Last Updated on Tuesday, 22 June, 2021 at 9:29 am by Andre Camilleri
Finance Minister Clyde Caruana said Monday that he will be spending the next 48 hours trying to persuade “those who need convincing” that Malta deserves to pass the FATF test.
Malta is facing the prospect of being grey listed by the Financial Action Task Force (FATF), despite passing the Moneyval test after introducing a raft of reforms, particularly to fight money laundering. Grey listing would make Malta less attractive to foreign investors and would hit the financial services sector especially hard.
The final vote is to be taken on Wednesday. According to reports, some countries, including the United States, the United Kingdom and Germany, are against giving Malta a pass grade and have been trying to convince other FATF members to vote against Malta.
Last week, Caruana hinted that there could be political motives behind these countries’ reluctance to back Malta and warned that the country could use its veto powers against them.
Speaking to journalists outside Castille on Monday morning, Caruana said the government is working hard to ensure that Malta obtains the result “it deserves.”
“Malta has done all that it was asked to do, and we are working to persuade those who need convincing that it will not stop here, even if we pass the test.
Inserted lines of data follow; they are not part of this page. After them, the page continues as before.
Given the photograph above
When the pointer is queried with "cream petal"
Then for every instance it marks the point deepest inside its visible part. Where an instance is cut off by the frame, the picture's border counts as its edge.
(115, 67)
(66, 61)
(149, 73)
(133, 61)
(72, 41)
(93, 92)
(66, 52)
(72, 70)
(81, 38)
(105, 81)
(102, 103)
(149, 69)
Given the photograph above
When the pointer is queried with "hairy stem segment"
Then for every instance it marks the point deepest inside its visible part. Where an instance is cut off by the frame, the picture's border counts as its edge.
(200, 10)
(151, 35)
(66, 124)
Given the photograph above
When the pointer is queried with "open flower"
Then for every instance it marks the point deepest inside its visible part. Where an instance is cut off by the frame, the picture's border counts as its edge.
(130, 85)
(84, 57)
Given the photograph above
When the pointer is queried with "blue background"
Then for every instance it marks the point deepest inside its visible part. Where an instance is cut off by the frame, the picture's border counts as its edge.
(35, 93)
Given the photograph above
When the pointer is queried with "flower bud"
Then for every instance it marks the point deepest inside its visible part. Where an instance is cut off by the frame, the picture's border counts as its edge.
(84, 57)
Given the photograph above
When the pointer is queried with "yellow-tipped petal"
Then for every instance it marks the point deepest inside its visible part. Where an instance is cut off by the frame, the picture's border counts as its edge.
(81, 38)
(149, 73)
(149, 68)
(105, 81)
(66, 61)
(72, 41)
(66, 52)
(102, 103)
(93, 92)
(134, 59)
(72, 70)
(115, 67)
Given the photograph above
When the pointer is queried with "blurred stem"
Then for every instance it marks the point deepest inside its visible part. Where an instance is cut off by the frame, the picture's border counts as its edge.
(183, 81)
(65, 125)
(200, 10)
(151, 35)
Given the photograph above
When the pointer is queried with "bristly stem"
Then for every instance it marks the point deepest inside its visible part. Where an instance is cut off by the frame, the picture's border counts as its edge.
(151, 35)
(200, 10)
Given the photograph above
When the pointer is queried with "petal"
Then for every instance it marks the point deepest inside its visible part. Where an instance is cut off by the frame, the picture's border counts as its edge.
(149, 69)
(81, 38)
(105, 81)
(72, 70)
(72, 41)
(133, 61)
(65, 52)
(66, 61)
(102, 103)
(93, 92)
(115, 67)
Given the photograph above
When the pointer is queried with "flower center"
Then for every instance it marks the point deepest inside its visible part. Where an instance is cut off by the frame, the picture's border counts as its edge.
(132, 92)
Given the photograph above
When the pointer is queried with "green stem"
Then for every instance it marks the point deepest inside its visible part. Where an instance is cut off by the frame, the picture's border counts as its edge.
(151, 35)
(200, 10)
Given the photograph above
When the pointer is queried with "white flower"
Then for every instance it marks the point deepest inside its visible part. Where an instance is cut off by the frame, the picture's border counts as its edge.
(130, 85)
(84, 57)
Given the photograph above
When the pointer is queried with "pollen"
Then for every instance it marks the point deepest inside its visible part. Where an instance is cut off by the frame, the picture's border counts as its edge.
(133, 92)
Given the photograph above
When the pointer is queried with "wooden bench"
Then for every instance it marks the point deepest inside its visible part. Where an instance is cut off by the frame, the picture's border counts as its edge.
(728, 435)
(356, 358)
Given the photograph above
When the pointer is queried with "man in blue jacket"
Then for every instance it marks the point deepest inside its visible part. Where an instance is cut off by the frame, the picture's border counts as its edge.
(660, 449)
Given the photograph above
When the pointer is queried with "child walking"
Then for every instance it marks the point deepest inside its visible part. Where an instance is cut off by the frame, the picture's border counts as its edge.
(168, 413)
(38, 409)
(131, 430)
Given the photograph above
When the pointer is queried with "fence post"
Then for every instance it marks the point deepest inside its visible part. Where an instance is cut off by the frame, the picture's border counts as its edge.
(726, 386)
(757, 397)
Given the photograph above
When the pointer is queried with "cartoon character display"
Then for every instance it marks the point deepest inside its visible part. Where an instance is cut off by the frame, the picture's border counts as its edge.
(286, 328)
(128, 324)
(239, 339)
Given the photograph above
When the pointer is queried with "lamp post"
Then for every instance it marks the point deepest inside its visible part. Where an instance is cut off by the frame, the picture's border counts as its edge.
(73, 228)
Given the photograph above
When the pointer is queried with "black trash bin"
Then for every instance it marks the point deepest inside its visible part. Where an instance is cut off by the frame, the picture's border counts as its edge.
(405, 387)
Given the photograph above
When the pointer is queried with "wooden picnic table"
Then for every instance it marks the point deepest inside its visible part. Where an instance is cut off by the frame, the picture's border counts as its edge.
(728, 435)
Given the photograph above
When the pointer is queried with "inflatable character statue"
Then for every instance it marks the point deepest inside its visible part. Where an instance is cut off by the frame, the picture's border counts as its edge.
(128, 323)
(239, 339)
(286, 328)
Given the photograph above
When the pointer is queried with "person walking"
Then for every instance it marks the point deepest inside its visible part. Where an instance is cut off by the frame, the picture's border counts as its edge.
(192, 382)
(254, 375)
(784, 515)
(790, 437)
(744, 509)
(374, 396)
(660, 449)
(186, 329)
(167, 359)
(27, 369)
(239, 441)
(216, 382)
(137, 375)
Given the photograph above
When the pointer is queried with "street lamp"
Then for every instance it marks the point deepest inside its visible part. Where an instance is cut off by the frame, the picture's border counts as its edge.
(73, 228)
We are trying to convince them that we did all this in good faith and that we will do even more in the coming months and years.”
Caruana said he would not answer hypothetical questions and will wait until Wednesday’s vote before commenting on the outcome.
“Irrespective of what the outcome is, I can assure you that as Finance Minister I will be there to do everything I can so that the financial services sector moves forward, even if we are grey listed. Thursday will come as well, and we must ensure the livelihood of employees in this sector.”
Caruana appealed to the entire political class and anyone with some form of political influence to unite behind the same message. “A message for all of Malta, not for the PN or the PL. We must stand united to convince those who need convincing that Malta deserves to pass this test.”
Asked if there would be an element of horse-trading, and whether Malta would be ceding any rights in exchange for support, Caruana said this was not the case. “This is really a matter of seeing what is just and what is unjust. At the end of the day, we must protect Malta’s interests at all costs. We will not be putting anything on a platter … and we will not be subjecting ourselves to some form of blackmail.”
Asked whether he thought that his predecessors had failed in addressing shortcomings in the past, Caruana said he can only speak for himself. “I have done all that was possible for Malta to avoid being grey listed. We must keep persuading until the end that we’re doing what we’re doing in good faith and that we will not stop here, not even if we pass the test. We will take the necessary measures to safeguard our reputation in the months and years to come.”
Asked if he was hopeful that Malta would pass, he said Malta had passed the Moneyval test, but he prefers not to speculate on the FATF vote.